Биндль громко застонал, не в силах совладать с острой болью. Брекен пытался хоть как-то помочь ему, с трудом поддерживая израненное тело трясущимися лапами. Биндль продолжал:
— Повторяй за мной — «Росами... омоем... лапы их...»
Брекен поднял глаза на Камень, рядом с которым лежало бездыханное тело Халвера. Как он был мудр... Брекен присоединил голос к шепоту умирающего Биндля — сначала он звучал совсем тихо, но с каждым мгновением становился все громче и громче.
Росами омоем лапы им,
Ветрами западными шкуры вычистим,
Отборною одарим землею,
Солнечным светом пожалуем.
Молим семькрат благодать
Благодати...
Теперь Брекен говорил сильным, уверенным голосом. Громкие, четкие слова летели над поляной, оглашая окрестные склоны. Мандрейк и его подручные остановились как вкопанные.
Милости обличья,
Милости добродетели...
Жаром и хладом исполнилась душа Мандрейка, казалось, еще немного — и им овладеет мятущаяся тьма. Он взревел и понесся назад, к поляне. Таинственный голос, доносившийся с поляны, мучил его, слова повергали его душу в смятение и ужас.
Милости страдания,
Милости мудрости,
Милости верных словес,
Доверия милости,
Милости благообразия.
Брекен подошел к Камню и теперь стоял в его тени, повернувшись в сторону Аффингтона. Он ясно осознавал все происходившее — видел мертвого Халвера, умирающего Биндля, слышал, как несется к вершине Мандрейк, — но все это уже не трогало его.
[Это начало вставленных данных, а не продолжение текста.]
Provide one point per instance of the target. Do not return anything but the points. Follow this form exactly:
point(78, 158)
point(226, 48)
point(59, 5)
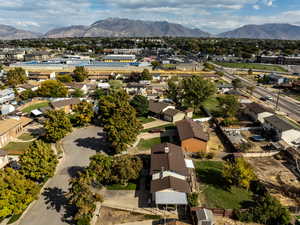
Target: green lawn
point(213, 191)
point(26, 137)
point(16, 148)
point(35, 106)
point(129, 186)
point(256, 66)
point(167, 127)
point(144, 120)
point(147, 144)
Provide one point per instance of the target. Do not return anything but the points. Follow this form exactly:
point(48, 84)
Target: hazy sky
point(210, 15)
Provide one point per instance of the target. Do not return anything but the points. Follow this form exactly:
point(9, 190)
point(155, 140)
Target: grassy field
point(16, 148)
point(213, 191)
point(35, 106)
point(167, 127)
point(129, 186)
point(26, 137)
point(144, 120)
point(256, 66)
point(147, 144)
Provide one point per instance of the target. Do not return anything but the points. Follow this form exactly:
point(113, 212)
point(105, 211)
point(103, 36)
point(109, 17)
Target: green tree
point(237, 83)
point(52, 88)
point(16, 76)
point(16, 192)
point(100, 169)
point(119, 119)
point(82, 114)
point(80, 74)
point(229, 105)
point(141, 105)
point(155, 65)
point(57, 125)
point(174, 92)
point(77, 93)
point(38, 162)
point(126, 168)
point(115, 84)
point(146, 75)
point(196, 90)
point(238, 173)
point(65, 78)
Мандрейк вышел на прогалину и увидел распростертые тела двух кротов. Ему вдруг показалось, что сильный и чистый голос, что так мучил его, принадлежит самому Камню.
Лапы омоем потоками света,
Души отверзнем любви когтями,
Пусть же внемлют они безмолвному Камню.
Лишь после того, как были произнесены последние слова молитвы, Мандрейк увидел стоящего в тени Камня Брекена. С надрывным и злобным ревом он бросился на юного крота.
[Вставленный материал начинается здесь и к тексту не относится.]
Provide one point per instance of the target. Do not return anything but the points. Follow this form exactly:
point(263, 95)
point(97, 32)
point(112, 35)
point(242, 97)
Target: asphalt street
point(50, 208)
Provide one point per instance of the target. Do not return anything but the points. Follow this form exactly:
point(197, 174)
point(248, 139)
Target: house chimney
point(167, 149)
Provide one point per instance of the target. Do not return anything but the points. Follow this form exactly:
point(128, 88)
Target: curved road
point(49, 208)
Брекен на миг вышел на свет, и тогда Мандрейк смог разглядеть его по-настоящему. В тот же миг юный крот шмыгнул за Камень, обогнул ствол огромного бука и устремился по лесу к меловой осыпи.
Мандрейк, не раздумывая, помчался за ним. Биндль протянул лапу в сторону своего друга Халвера, повернувшись мордочкой к Камню. Ему казалось, что он сливается с его молчанием и светом, — хриплое тяжелое дыхание принадлежало теперь кому-то другому, лапы и тело онемели и стали холодными как лед. Он не удивился, что юный крот знает слова заключительной молитвы ритуала, им начало овладевать странное безразличие...
Брекен чувствовал, что его силы стремительно тают. Дыхание стало частым и хриплым, былая ясность мысли исчезла. Расстояние между ним и Мандрейком стремительно уменьшалось. Огромный кротище, распаленный неописуемой яростью и злобой, несся по его пятам, не разбирая дороги.
Брекен слышал, что слева от него по подлеску бегут подручные Мандрейка: Рун, Догвуд и прочие. Справа находилась вершина холма, на которой до недавнего времени прятались они с Халвером. У него уже не было сил на то, чтобы взбираться на холм. Оставалось одно — бежать по направлению к меловой осыпи. Он устал настолько, что его шатало, сердце колотилось как безумное, грудь разрывало шумное судорожное дыхание. Мандрейк был уже совсем рядом...
Почувствовав это, Брекен моментально развернулся к противнику мордой и поднял в угрожающем жесте передние лапы, надеясь отразить неминуемый удар Мандрейка. Страшные когти Мандрейка вот-вот должны были раскроить его череп, но тут...
Тут задние его лапы неожиданно сорвались, и под ним разверзлась темная бездна осыпи, и он заскользил вниз, едва не вывихнув левое плечо и исцарапав мордочку сухими жесткими травами, росшими по краю обрыва.
Сверху раздался победный рев Мандрейка... Брекен в ужасе зажмурился, и вдруг его передние лапы обрели неожиданную опору. Он инстинктивно вцепился в нее когтями, посылая тело вперед в надежде, что это сможет остановить падение... И оказался в кротовьем туннеле, часть которого оголилась во время одного из зимних оползней. Темные древние глубины туннеля вторили его хриплому дыханию долгим эхом. Сверху послышался топот лап — к краю обрыва подошли Рун, Меккинс, Догвуд и Буррхед.